Hoy me senté a tomar un café mientras escribía unas líneas sin demasiadas pretensiones. Afuera, el año empieza a dar señales de cansancio y, como suele ocurrir en estos últimos días de diciembre, la nostalgia se cuela sin pedir permiso. No para despedirnos aún, sino para mirar con más calma todo lo que ha pasado en estos casi doce meses.
Entre sorbo y sorbo, me descubrí repasando el 2025 tal como se revisa un álbum a medio cerrar, las noticias que se repitieron, las promesas que quedaron a medias y esa sensación compartida de haber vivido un año intenso, lleno de ruido, pero no del todo resuelto.

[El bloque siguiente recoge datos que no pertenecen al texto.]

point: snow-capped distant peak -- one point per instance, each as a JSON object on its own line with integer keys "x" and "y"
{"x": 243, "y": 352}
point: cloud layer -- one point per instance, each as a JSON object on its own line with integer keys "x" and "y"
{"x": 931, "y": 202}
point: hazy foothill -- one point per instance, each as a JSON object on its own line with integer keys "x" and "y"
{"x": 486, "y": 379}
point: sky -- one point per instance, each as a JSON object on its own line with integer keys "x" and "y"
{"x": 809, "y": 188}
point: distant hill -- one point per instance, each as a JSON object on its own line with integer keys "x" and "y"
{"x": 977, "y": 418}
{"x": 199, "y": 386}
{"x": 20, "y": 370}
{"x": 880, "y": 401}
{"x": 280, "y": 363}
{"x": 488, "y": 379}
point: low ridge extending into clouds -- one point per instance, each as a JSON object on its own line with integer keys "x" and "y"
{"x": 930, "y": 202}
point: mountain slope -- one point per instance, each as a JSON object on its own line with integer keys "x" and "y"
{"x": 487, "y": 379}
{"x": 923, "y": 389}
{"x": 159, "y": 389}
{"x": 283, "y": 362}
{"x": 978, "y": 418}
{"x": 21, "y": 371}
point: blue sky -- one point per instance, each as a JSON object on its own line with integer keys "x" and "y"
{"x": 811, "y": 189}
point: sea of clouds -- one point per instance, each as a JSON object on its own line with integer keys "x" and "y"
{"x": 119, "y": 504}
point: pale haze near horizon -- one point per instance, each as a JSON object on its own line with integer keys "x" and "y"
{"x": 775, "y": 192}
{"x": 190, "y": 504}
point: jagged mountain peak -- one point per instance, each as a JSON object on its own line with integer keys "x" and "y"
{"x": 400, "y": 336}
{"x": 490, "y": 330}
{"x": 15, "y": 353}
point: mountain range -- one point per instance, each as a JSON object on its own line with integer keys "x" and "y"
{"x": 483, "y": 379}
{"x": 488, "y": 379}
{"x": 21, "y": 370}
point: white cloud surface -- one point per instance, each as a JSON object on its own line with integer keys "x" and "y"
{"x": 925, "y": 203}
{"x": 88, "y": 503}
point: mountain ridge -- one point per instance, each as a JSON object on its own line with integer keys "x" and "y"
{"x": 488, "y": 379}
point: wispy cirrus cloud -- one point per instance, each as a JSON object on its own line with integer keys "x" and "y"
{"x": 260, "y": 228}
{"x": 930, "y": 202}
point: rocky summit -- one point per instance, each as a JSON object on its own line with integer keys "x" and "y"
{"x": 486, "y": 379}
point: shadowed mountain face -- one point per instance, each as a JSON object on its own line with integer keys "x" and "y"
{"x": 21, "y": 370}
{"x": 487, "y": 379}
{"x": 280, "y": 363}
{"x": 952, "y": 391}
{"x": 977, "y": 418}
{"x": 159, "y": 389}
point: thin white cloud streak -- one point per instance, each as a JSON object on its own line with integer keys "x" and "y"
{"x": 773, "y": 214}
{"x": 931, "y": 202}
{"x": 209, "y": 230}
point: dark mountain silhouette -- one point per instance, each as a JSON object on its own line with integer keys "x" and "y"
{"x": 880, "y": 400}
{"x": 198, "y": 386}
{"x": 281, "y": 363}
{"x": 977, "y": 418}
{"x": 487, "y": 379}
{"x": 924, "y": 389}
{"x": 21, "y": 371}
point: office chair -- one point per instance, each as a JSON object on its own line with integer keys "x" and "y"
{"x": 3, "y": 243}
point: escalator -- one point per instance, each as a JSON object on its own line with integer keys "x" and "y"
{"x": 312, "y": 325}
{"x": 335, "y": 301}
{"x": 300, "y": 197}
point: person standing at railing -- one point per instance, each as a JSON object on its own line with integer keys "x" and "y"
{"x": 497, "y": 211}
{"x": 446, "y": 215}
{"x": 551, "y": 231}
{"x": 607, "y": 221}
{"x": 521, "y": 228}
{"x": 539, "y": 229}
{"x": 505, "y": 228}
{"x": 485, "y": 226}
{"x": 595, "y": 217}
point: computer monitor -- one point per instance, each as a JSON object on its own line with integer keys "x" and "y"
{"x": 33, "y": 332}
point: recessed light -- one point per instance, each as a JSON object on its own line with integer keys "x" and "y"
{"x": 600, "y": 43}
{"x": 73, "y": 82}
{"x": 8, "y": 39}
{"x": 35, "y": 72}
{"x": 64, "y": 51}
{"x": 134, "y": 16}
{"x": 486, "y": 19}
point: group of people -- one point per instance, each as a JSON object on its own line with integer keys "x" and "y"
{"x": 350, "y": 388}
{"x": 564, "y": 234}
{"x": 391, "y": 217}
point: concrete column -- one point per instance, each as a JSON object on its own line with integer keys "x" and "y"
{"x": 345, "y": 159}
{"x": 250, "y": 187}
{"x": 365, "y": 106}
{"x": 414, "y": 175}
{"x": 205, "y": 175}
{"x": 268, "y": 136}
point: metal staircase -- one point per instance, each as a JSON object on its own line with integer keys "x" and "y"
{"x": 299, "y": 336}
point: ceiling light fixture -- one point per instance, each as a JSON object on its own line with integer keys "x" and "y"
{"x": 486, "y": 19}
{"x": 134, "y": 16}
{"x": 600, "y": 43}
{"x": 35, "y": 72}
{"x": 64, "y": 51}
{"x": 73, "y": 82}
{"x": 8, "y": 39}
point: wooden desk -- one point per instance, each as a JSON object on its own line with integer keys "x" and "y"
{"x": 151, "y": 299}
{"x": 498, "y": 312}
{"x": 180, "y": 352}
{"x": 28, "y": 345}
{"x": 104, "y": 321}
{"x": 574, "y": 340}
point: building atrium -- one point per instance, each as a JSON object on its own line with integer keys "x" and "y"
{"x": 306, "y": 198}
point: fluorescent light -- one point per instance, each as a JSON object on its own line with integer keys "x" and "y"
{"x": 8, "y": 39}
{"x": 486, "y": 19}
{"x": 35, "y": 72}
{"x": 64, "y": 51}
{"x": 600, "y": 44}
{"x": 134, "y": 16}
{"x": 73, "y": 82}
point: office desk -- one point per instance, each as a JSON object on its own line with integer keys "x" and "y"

Este año no fue un año cómodo. Tampoco sencillo. Fue, más bien, un año de tensiones acumuladas, de decisiones postergadas y de sociedades que siguieron caminando sobre una cuerda floja entre la esperanza y el desencanto.
Un año que no trajo grandes rupturas históricas, pero sí confirmó muchas de las grietas que América Latina, y el mundo, arrastran desde hace tiempo.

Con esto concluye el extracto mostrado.